7. We know it’s no one’s fault. But we blame ourselves anyway. Sure, the tests showed that we were healthy and nothing was medically abnormal. But, we kept thinking, something had to be wrong … and that something was probably “me,” not “us.” Strangely, the unconditional love and support we were ready to show our partner didn’t extend to ourselves. Men think, I have weird sperm, or, Maybe the doctor can’t tell I’m shooting blanks. Women curse themselves for “waiting so long” and wonder when, exactly, their ovaries broke.
8. No, we don’t want to watch the first 10 minutes of Up. It’s hard enough trying to get through it on a good day, but you want to show that tear-inducing sequence to a couple who may never be able to have children? Seriously? Maybe we’ll consider Raising Arizona, but only if it’s been a good week.
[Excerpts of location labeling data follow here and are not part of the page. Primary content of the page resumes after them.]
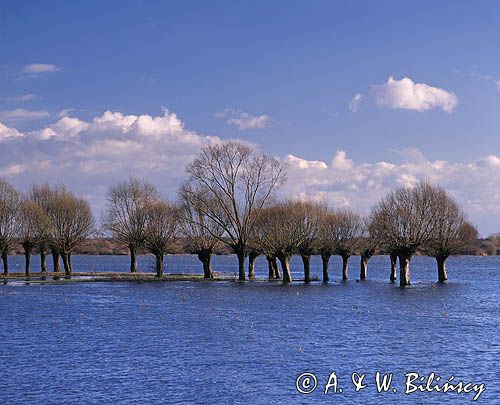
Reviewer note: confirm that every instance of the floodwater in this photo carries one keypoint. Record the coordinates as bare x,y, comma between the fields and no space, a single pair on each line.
229,342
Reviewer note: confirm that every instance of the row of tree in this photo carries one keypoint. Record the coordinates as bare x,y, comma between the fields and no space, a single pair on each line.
229,198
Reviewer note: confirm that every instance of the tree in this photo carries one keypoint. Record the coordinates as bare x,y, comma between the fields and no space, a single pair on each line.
348,231
202,234
451,232
10,204
272,265
252,256
368,245
43,195
33,225
282,230
327,240
162,223
72,222
125,215
405,218
310,214
231,184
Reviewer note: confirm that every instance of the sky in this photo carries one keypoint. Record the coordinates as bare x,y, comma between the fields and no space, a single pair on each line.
358,96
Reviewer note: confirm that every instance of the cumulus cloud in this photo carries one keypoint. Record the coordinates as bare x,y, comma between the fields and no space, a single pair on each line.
36,68
20,114
408,95
90,155
243,120
65,112
22,98
6,132
355,102
345,183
9. Please don’t tell us to “relax” or that “it will happen when we stop trying.” It seems like everyone we’ve met has a sister-in-law or cousin or hairstylist who had a baby after they “stopped trying.” Full disclosure: Silvija and her husband did eventually get pregnant after they had stopped fertility treatments. But John and his wife found success through medical help. Either way, hearing that you should “relax” and “stop trying” when you’re in the middle of the process feels frustrating and condescending. Sperm motility doesn’t increase if you light a scented candle and think happy thoughts.
10. Even thought we’re acting like we’re fine, we’re not. When friends kindly inquired how her near-daily doctor appointments were going, Silvija casually joked about her dead uterus and “getting probed.” John felt obligated to attend a work function the day after his wife had a miscarriage, not anticipating the pain caused by unknowing coworkers politely asking, “How’s your wife doing?” For us, cracking jokes and trying to go about our lives were coping mechanisms. Just because we weren’t sobbing with pain didn’t mean we weren’t dying inside.
11. Yes, we’re seeing a therapist. After reading this list, you’re probably wondering if someone going though infertility would seek professional help. The answer is a big fat yes! Or at least it was for John and his wife. The decision came after yet another miscarriage. John’s wife was crying on the floor, and John went to console her but knew there was no way he could totally soothe her pain and grieving. Through a suggestion from her doctor, she eventually decided to seek out a therapist who specialized in fertility and fertility loss. John believes her therapy was beneficial to them as a couple and helped them get through their grief. So yeah, infertile couples are often working hard to remain functioning members of society. If they have an off day, please cut them a break!